Microsoft offers considerable savings potential for data center workloads that run on Azure. Do you know the Azure Hybrid Use Benefit (AHUB) and Reserved Instances (RI)? Both approaches can help you drastically reduce the cost of license and compute compared to the Pay-as-you-go (PAYG) pricing model. We’ll show you how this works.
But, before we speak about the benefits of purchase, let’s start with some fundamentals. Do you ever think about the costs of running your machines on-premises vs. in the cloud? Well, in an on-premises world you pay for your infrastructure literally all the time – your hardware, licenses and monitoring will run and cost you money even if you turned out the systems overnight. Cloud, however, is extremely simple and easy to scale. Typically, you pay for Virtual Machines (VM) on Azure per minute – literally for the time these VMs are actually running. Imagine, your VM ran for 8 minutes and 33 seconds – then, that’s what you would be billed for, and not for an extra second.
This billing model brings you the most flexibility because you only pay for what you really use. Furthermore, this approach includes both the license and the compute costs (cores and memory) and is the best fit for flexible workloads that need to be scaled up and down depending on the working situation or for VMs that don’t have to run continuously.

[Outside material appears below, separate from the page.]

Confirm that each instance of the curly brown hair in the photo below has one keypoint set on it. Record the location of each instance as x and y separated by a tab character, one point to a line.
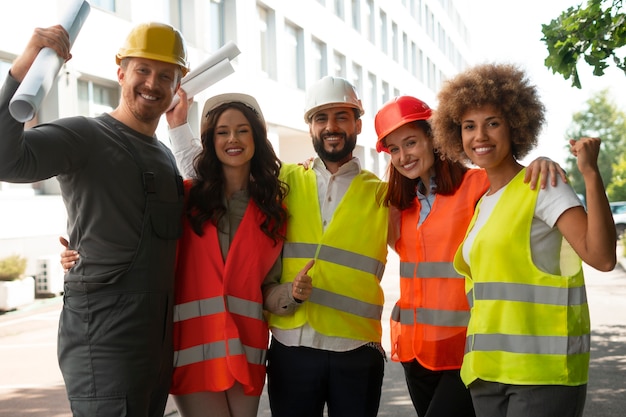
503	85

But what about systems that have to be available around the clock, such as domain controllers, databases or SAP systems? What about your storage? Or what if you want to delete your data overnight? Here is where Azure Reservations can help. These reservations are made for workloads that have a long duration and can also guarantee this. In return there are discounts on the resulting costs.

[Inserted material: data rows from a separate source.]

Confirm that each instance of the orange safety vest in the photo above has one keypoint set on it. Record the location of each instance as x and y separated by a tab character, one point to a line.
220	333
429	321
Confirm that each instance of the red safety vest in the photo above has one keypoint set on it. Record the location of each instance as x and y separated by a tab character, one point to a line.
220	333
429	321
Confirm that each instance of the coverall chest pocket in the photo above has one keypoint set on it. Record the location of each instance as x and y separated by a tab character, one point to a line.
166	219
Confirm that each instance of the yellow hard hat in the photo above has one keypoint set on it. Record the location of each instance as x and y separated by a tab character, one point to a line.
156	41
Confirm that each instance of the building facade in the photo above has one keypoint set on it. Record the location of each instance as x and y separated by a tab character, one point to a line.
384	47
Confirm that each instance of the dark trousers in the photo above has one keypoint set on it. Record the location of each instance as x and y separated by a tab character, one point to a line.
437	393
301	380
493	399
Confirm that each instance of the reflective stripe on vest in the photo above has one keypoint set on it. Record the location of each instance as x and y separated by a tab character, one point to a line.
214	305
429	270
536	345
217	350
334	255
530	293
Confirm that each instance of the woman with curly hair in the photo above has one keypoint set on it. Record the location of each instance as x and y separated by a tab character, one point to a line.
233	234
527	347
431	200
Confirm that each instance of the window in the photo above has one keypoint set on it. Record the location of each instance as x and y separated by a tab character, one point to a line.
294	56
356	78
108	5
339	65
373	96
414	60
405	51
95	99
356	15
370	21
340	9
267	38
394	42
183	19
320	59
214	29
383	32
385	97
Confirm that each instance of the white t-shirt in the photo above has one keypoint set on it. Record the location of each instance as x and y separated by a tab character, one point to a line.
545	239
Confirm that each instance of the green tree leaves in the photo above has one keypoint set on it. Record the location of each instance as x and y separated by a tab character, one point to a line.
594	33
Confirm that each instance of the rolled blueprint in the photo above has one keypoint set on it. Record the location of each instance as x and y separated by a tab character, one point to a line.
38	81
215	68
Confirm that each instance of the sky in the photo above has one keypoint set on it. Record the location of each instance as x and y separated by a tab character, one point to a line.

Reserved Instances (RI) For Affordable Computing Power
Using Reserved Instances (RI) such as pre-reserved Azure VM instances is one way to reduce the investments in the compute share of a virtual machine. This allows you to book a certain service with a defined working time in advance, which can then be used by one or more VMs in this performance class. Despite this advanced booking, the model remains flexible because the Reservation is not tied to a single VM. You can also specify in which area of your infrastructure the booked service can be used to ensure planning security for your budgets.
Contracts like these come as 1 or 3-year agreements and are paid in advance or on a monthly base. You can buy Reservations for a variety of Azure Service plans and software plans. In most cases only the direct resources are reserved. Dependent resources such as network, software and storage will continue to be paid pay-as-you-go. If they apply to an Azure VM no further compute consumption is calculated on top and reserved instances are also available for some databases such as Microsoft SQL. Also, in case AHUB and RI are used simultaneously, Microsoft's monthly consumption billing for virtual machines can be reduced by up to 80%.
Having said this, Azure RI is ideal for customers who are working with relatively predictable workloads. This model can also be helpful for budgeting and planning in advance. But despite the required commitment, Azure RI doesn't bind you to a rigid, solid, long-term structure. Rather, Azure RI has a high degree of flexibility so that users can make ongoing adjustments or even cancel the service with minimal effort.